The FAQ is hosted my NOMMULinux project (nomen omen a Linux distribution that is not using virtual memory, it was discussed on HN earlier today).
I found it to be a very nice summary of how OS manages memory, that is quite interesting even without context. That's why I posted it. It is a little bit light on the details, but in my opinion it is able to show memory management as a complete process, which many other materials fail to do (at least the ones that I've seen).
Some of us disagree violently with that FAQ's discussion of the OOM killer and strict overcommit. The arguments aren't even coherent.

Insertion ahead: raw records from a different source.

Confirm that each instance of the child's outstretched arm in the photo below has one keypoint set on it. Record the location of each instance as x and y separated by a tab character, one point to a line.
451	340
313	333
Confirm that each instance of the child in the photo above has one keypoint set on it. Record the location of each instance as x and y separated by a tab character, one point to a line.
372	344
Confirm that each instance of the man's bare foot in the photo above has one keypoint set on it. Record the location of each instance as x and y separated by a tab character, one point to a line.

For example, I disable overcommit and run my machines without any swap whatsoever. (Though this doesn't resolve the problem entirely in Linux.) The way to deal with the reality of finite memory isn't to pretend like it's infinite and then randomly kill processes when you hit a wall; or to use magic constants in user processes that try to guess the maximum number of logical tasks that can be handled for some amount of system RAM (which you could never possibly do correctly or consistently as a general matter for non-trivial purposes).
Rather, I would argue that overcommit encourages people to allocate huge amounts of swap in an attempt to avoid the OOM killer. And I would argue that overcommit and swap make it much easier to DoS a site, all things being equal. But certainly overcommit makes it more difficult to implement resilient software.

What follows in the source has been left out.